Lors d'un colloque en 2000 sur la mondialisation à l'Université de Lausanne, elle rentrait du premier forum de Porto Alegre. Portée par l'élan qui s'y était manifesté, elle affirmait que l'ennemi mondialiste était impressionnant mais que désormais une résistance digne de ce nom s'était constituée face à lui. Charmante, polyglotte, la personne et la parole sont élégantes, pleine d'esprit et de courtoisie. Un peu comme chez Mary Robinson on ne découvre qu'en la lisant ou en l'écoutant la résolution fort trempée de la militante sous l'air BCBG. Certains la disent snob ou la surnomment Laser pour le tranchant de ses formules (son côté français).

Sa civilité impressionne. Non pas que l'on s'attende à lui trouver le couteau entre les dents, ni même le côté explosif qui fut celui des contestataires de 1968, mais il y a chez elle une vraie culture intellectuelle de l'argumentation, de la controverse, voire du jeu des idées en tant qu'il est constitutif du sérieux démocratique. Dans toutes les langues elle est sensible aux mots, comme Fabrizio Sabelli (anthropologue italien dans plusieurs Universités suisses) avec lequel elle écrivit deux livres. Elle exerce le débat avec une maîtrise rare chez les militantes femmes: voix posée, aplomb et self control, l'humour qui commence par l'autodérision et l'écoute véritable.

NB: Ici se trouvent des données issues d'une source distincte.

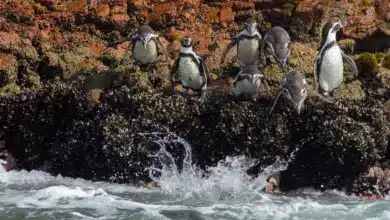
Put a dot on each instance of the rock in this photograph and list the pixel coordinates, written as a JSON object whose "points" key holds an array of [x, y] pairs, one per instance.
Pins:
{"points": [[103, 10], [226, 15], [8, 69], [87, 114]]}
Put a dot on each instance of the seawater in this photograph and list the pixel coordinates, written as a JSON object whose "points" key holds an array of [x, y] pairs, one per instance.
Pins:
{"points": [[186, 193]]}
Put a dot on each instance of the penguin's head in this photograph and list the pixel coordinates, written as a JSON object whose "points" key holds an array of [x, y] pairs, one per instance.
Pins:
{"points": [[145, 33], [295, 89], [254, 72], [250, 26], [282, 53], [186, 41], [330, 30]]}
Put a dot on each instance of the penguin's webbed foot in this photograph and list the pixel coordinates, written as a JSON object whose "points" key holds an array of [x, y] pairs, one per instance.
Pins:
{"points": [[135, 67], [268, 61], [124, 62], [203, 97], [151, 72]]}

Elle affectionne la formule du "sadomonétarisme" (due à l'Anglais Denis Healey) où elle voit la trace d'un dogmatisme appliqué aux pays pauvres à tout prix, aux dépens de leur population. De la dette à la faim, en passant par les multinationales et les organisations internationales à sigle (FMI, OMC) Susan George a construit avant l'heure l'agenda de l'altermondialisme et la figure de l'adversaire. Elle est convaincue qu'il faut revenir à l'économiste Maynard Keynes et que l'on fait fausse route depuis la Seconde Guerre mondiale en déchaînant les forces du marché comme les multinationales qui en fin de cause oeuvrent contre le capitalisme. Il faut donc du contrôle politique, de l'Etat providence contre la privatisation et de l'initiative économique afin de proposer un plan de sauvetage pour le Sud du monde.

Sur la guerre, celle des Etats, elle a écrit une des plus virulentes polémiques de ces dernières années (Le rapport Lugano Edition Fayard, Paris). S'imaginant élaborer un rapport pour le compte des "maîtres du monde" sur "Comment sauver le capitalisme", elle estime que le conflit serait au coeur de toute stratégie proposée. Elle écrit que la guerre contribue à réguler la population, notamment dans les pays du sud car en dessus de 8 milliards d'humains le capitalisme n'a plus d'avenir. L'imagination est ici d'autant plus accusatrice qu'elle se fait métaphore plus que fiction pure.

SUSAN GEORGE est née aux Etats-unis, vit depuis longtemps en France et a acquis la nationalité française en 1994. Auteur et co-auteur de plusieurs livres, elle est Directeur associé du Transnational Institute (Amsterdam), un institut de recherche décentralisé dont les membres se consacrent à l'étude des rapports Nord-Sud et sont engagés dans la société civile et la vie associative de leurs pays respectifs. Elle est également vice-présidente de l'Association pour une Taxation des Transactions financières pour l'Aide aux Citoyens].

De la dette à la faim, en passant par les multinationales et les organisations internationales à sigle (FMI, OMC) Susan George a construit avant l'heure l'agenda de l'altermondialisme.